Abigeal tidak menjawabnya sama sekali, dia malah meninggalkan teman-temannya di sana. Tujuannya 'kan supaya Dion tidak khawatir terhadapnya, bukan untuk membuat Dion meminta maaf seperti itu kepadanya. Abigeal berjalan menelusuri koridor sekolahnya sendirian. Dia berjalan ke arah toilet ingin menenangkan pikirannya sejenak.

Baru saja Abigeal sampai di pintu toilet perempuan, dia melihat Gelin dan Brandon berjalan beriringan menuju arah berlawanan dari sana yang membuat Abigeal kesal. Matanya tidak berhenti menatap kedua orang itu. Bukan karena cemburu, tapi melihat mereka yang sudah kembali akur membuatnya semakin geram. Bukankah kemaren Abigeal sudah membuat Gelin merasa terpuruk? Tapi, kenapa sekarang mereka malah baikan lagi? tentu saja Abigeal kesal karena hal itu.

Tanpa berpikir panjang, Abigeal mengikuti langkah mereka, dia mengurungkan niatnya untuk ke toilet.

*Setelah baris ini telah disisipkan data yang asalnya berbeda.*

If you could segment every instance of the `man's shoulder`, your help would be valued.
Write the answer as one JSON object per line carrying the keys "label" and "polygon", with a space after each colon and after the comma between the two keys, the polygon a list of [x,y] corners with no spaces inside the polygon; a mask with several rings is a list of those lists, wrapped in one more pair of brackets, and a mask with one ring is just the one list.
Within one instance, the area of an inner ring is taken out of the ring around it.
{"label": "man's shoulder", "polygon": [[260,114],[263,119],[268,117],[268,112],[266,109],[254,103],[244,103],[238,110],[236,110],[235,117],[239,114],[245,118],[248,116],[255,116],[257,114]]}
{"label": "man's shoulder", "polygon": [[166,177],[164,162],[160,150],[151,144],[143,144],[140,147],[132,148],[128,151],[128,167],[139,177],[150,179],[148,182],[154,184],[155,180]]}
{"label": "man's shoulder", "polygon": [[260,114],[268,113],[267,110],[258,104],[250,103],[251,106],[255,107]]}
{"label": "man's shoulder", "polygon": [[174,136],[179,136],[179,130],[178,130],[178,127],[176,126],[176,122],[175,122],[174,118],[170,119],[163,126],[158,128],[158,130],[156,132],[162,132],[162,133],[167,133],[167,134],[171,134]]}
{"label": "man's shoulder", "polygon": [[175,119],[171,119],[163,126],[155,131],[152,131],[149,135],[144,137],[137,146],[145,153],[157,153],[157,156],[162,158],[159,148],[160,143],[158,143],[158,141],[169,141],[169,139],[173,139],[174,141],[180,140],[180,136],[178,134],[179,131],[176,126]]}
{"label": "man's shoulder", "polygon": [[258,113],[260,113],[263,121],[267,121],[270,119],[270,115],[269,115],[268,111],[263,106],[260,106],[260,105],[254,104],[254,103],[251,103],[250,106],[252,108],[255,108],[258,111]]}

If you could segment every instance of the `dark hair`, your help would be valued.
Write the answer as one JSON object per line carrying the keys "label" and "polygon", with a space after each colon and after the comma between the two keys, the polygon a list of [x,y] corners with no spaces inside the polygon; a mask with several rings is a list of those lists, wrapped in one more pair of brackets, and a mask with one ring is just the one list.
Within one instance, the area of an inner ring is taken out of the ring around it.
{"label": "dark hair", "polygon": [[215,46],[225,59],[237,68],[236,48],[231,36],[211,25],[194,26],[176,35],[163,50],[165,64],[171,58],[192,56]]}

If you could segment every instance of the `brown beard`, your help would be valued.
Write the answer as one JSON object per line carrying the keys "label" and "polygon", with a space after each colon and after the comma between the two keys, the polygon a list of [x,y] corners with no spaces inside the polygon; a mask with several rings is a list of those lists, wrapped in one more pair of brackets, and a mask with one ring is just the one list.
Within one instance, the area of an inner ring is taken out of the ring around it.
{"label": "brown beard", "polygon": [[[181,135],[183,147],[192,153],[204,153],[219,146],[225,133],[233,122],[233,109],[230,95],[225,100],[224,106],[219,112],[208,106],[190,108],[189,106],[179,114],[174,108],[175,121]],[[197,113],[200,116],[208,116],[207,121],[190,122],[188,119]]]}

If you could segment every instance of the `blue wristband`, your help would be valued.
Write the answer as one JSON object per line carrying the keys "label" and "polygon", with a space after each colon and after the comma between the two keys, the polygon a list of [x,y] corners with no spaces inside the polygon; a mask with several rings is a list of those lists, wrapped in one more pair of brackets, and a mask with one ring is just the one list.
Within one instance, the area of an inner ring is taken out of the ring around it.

Tidak peduli dengan omongan orang selanjutnya dia langsung melabrak mereka berdua. Di sisi sana, murid-murid yang lain di bilang cukup ramai juga yang tentunya akan menyaksikan mereka kali ini.

"Eh, Galon. Berhenti lo!" pekik Abigeal. Tidak hanya Gelin yang menoleh, tapi semua pasang mata yang ada di situ menoleh kearahnya.

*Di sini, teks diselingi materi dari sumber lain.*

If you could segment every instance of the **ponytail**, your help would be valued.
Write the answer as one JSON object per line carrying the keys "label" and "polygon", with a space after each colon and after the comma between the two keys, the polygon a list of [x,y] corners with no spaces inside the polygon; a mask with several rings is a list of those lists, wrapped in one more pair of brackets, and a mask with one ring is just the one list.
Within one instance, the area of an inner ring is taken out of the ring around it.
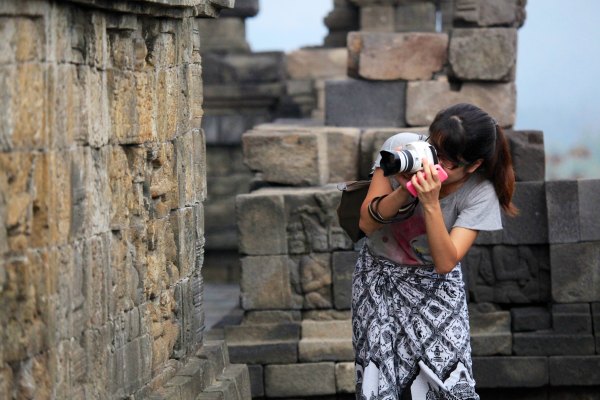
{"label": "ponytail", "polygon": [[492,182],[500,206],[507,215],[517,215],[510,148],[494,118],[473,104],[455,104],[435,116],[429,141],[450,161],[469,165],[483,160],[479,172]]}
{"label": "ponytail", "polygon": [[512,196],[515,191],[515,172],[512,166],[510,148],[504,131],[496,124],[495,154],[485,165],[484,173],[494,185],[500,206],[504,212],[514,217],[519,209],[513,204]]}

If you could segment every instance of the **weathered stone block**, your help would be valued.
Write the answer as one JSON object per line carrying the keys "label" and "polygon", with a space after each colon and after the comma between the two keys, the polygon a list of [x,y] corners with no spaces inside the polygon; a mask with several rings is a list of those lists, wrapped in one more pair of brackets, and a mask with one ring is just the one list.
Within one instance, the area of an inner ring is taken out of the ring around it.
{"label": "weathered stone block", "polygon": [[224,329],[228,344],[300,340],[299,323],[245,324]]}
{"label": "weathered stone block", "polygon": [[62,133],[50,135],[48,145],[53,149],[70,148],[75,143],[78,131],[87,125],[83,121],[83,117],[87,117],[83,107],[86,101],[82,97],[77,67],[71,64],[49,65],[47,79],[48,104],[51,105],[48,110],[48,130]]}
{"label": "weathered stone block", "polygon": [[504,132],[510,144],[517,181],[543,181],[546,176],[544,136],[541,131]]}
{"label": "weathered stone block", "polygon": [[[112,135],[115,142],[119,144],[141,144],[146,141],[153,139],[153,131],[148,129],[140,129],[138,122],[138,99],[137,99],[137,85],[144,86],[144,81],[138,81],[141,78],[132,71],[110,69],[107,72],[106,80],[108,84],[108,104],[110,107],[110,122],[112,123]],[[175,72],[175,81],[172,85],[177,84],[177,75]],[[94,73],[89,74],[89,79],[94,79]],[[160,76],[159,76],[160,79]],[[91,89],[94,86],[93,81],[88,82],[88,87]],[[159,83],[159,89],[160,89]],[[141,87],[140,87],[140,90]],[[176,103],[173,108],[167,107],[171,110],[176,109]],[[89,110],[90,113],[93,109]],[[100,116],[90,115],[90,123],[97,122]],[[176,118],[176,117],[175,117]],[[173,129],[175,131],[175,129]],[[174,132],[173,132],[174,133]]]}
{"label": "weathered stone block", "polygon": [[192,132],[177,137],[174,143],[178,193],[177,206],[179,208],[194,205],[204,189],[201,186],[202,182],[197,182],[197,180],[200,181],[201,176],[195,174],[199,170],[196,165],[196,157],[200,154],[194,152],[194,144]]}
{"label": "weathered stone block", "polygon": [[341,193],[337,187],[273,189],[273,192],[285,196],[289,254],[329,253],[352,248],[352,242],[338,224],[335,210]]}
{"label": "weathered stone block", "polygon": [[[17,158],[19,159],[20,157]],[[38,248],[49,244],[65,244],[71,225],[71,152],[42,153],[35,158],[34,165],[30,244]],[[10,168],[7,170],[10,171]],[[14,176],[12,172],[8,174],[9,179],[11,176]],[[8,188],[6,193],[10,193]],[[14,201],[19,202],[22,199],[17,197]],[[15,206],[11,203],[9,197],[9,212],[12,212]],[[28,205],[25,203],[20,207]],[[12,217],[14,216],[9,215],[9,218]]]}
{"label": "weathered stone block", "polygon": [[302,339],[351,339],[352,324],[348,320],[302,321]]}
{"label": "weathered stone block", "polygon": [[206,84],[278,82],[285,74],[282,52],[207,53],[202,61]]}
{"label": "weathered stone block", "polygon": [[514,83],[465,82],[459,91],[441,79],[409,82],[406,89],[406,122],[411,126],[431,124],[443,108],[456,103],[472,103],[492,115],[500,126],[515,123],[516,93]]}
{"label": "weathered stone block", "polygon": [[447,59],[445,33],[348,34],[348,75],[370,80],[427,80]]}
{"label": "weathered stone block", "polygon": [[327,81],[325,124],[405,126],[405,82]]}
{"label": "weathered stone block", "polygon": [[600,385],[600,356],[550,357],[548,367],[553,386]]}
{"label": "weathered stone block", "polygon": [[[177,135],[177,113],[174,112],[177,109],[179,93],[177,69],[158,70],[156,86],[157,103],[162,104],[162,107],[156,110],[156,135],[159,141],[164,142]],[[126,111],[127,109],[121,110]]]}
{"label": "weathered stone block", "polygon": [[230,363],[227,345],[222,340],[205,340],[196,355],[211,363],[215,376],[221,375]]}
{"label": "weathered stone block", "polygon": [[592,314],[588,303],[553,304],[552,327],[558,333],[592,333]]}
{"label": "weathered stone block", "polygon": [[242,258],[241,300],[245,310],[293,308],[287,256]]}
{"label": "weathered stone block", "polygon": [[396,6],[396,32],[435,32],[434,2],[399,4]]}
{"label": "weathered stone block", "polygon": [[548,384],[547,357],[473,357],[477,386],[540,387]]}
{"label": "weathered stone block", "polygon": [[[215,383],[210,385],[204,393],[200,393],[200,395],[196,398],[199,400],[207,400],[204,396],[205,394],[209,395],[217,395],[218,397],[208,397],[208,399],[218,399],[218,400],[226,400],[226,399],[238,399],[237,388],[235,382],[230,380],[217,380]],[[221,397],[222,396],[222,397]],[[174,399],[179,400],[179,399]]]}
{"label": "weathered stone block", "polygon": [[510,315],[513,332],[541,331],[552,327],[550,311],[545,307],[513,307]]}
{"label": "weathered stone block", "polygon": [[520,26],[525,5],[518,0],[456,0],[454,20],[477,26]]}
{"label": "weathered stone block", "polygon": [[335,364],[335,387],[338,393],[354,393],[356,391],[356,372],[353,362]]}
{"label": "weathered stone block", "polygon": [[300,49],[286,55],[291,79],[327,79],[346,76],[345,49]]}
{"label": "weathered stone block", "polygon": [[267,365],[267,397],[323,396],[335,394],[334,363]]}
{"label": "weathered stone block", "polygon": [[517,30],[454,29],[448,59],[458,79],[512,81],[517,59]]}
{"label": "weathered stone block", "polygon": [[355,128],[323,128],[327,137],[329,182],[355,180],[358,177],[360,130]]}
{"label": "weathered stone block", "polygon": [[354,359],[352,340],[302,339],[298,343],[301,362],[351,361]]}
{"label": "weathered stone block", "polygon": [[242,254],[287,254],[286,213],[281,194],[257,191],[238,195],[236,215]]}
{"label": "weathered stone block", "polygon": [[338,310],[347,310],[352,303],[352,274],[358,253],[335,252],[331,257],[333,274],[333,302]]}
{"label": "weathered stone block", "polygon": [[552,298],[558,303],[600,300],[598,242],[550,245]]}
{"label": "weathered stone block", "polygon": [[340,321],[352,318],[350,310],[305,310],[302,319],[313,321]]}
{"label": "weathered stone block", "polygon": [[0,64],[44,61],[46,37],[41,18],[3,16],[0,33],[5,42],[0,48]]}
{"label": "weathered stone block", "polygon": [[213,113],[207,110],[202,118],[206,141],[212,146],[238,145],[242,135],[257,124],[268,122],[272,116],[268,110],[256,109],[252,112]]}
{"label": "weathered stone block", "polygon": [[558,334],[552,331],[513,334],[513,353],[518,356],[594,354],[596,345],[590,334]]}
{"label": "weathered stone block", "polygon": [[242,136],[242,146],[246,165],[267,182],[306,186],[329,180],[327,138],[318,132],[253,130]]}
{"label": "weathered stone block", "polygon": [[469,293],[478,303],[522,304],[550,299],[550,263],[545,246],[476,246],[464,264]]}
{"label": "weathered stone block", "polygon": [[246,23],[241,18],[202,18],[197,22],[202,38],[202,53],[229,51],[244,53],[250,50],[246,41]]}
{"label": "weathered stone block", "polygon": [[50,295],[42,260],[29,252],[11,257],[3,265],[4,290],[2,358],[5,362],[26,359],[45,347],[46,306],[43,296]]}
{"label": "weathered stone block", "polygon": [[577,181],[546,182],[548,240],[550,243],[579,241],[578,194]]}
{"label": "weathered stone block", "polygon": [[298,341],[240,342],[229,344],[231,360],[244,364],[298,362]]}
{"label": "weathered stone block", "polygon": [[300,256],[297,261],[297,278],[294,276],[293,283],[296,292],[303,299],[304,309],[331,308],[333,300],[329,254]]}
{"label": "weathered stone block", "polygon": [[512,353],[510,313],[507,311],[469,312],[471,348],[475,356]]}
{"label": "weathered stone block", "polygon": [[24,63],[0,67],[0,149],[44,149],[48,144],[45,124],[47,103],[46,66]]}
{"label": "weathered stone block", "polygon": [[247,311],[244,313],[242,324],[278,324],[299,322],[301,319],[300,311],[296,310]]}
{"label": "weathered stone block", "polygon": [[353,360],[351,321],[302,321],[298,357],[301,362]]}
{"label": "weathered stone block", "polygon": [[506,244],[548,243],[548,225],[552,222],[546,212],[548,201],[544,182],[517,182],[513,203],[519,209],[516,217],[502,216],[502,239]]}
{"label": "weathered stone block", "polygon": [[396,27],[394,6],[368,5],[360,8],[360,30],[394,32]]}
{"label": "weathered stone block", "polygon": [[264,368],[260,364],[248,365],[250,375],[250,394],[254,397],[263,397],[265,395]]}
{"label": "weathered stone block", "polygon": [[598,216],[597,201],[600,198],[600,180],[578,180],[577,188],[580,240],[583,242],[598,241],[600,240],[600,217]]}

Saat Gelin menoleh ke belakang, dia melihat Abigeal berjalan kearahnya dengan tatapan yang sulit diartikan. Gelin yang mengira Abigeal cemburu terhadapnya langsung memegang erat tangan Brandon yang juga ikut menoleh ke belakang.

"Ngapain lo jalan sama cowok gue?" omel Abigeal berhenti dihadapan Gelin.

"Nih, orang ngapain lagi, sih?" terdengar bisikan jengkel keluar dari mulut Brandon.

Semua orang sudah mulai berbisik-bisik tidak jelas, mata mereka tertuju pada Abigeal. "Apa lo? Emang lo Galon? Enggak 'kan?" pelotot Abigeal melirik ke arah orang-orang yang tengah menyorotnya kini.

"Eh? Itu Abi loh, pergi aja yuk?"

"Yuk, enggak kebayang deh, kalau Abi udah marah."

"Cabut! Cabut!" ujar mereka yang ada di situ dan berlarian dari sana, takutnya Abigeal akan marah lebih dari itu.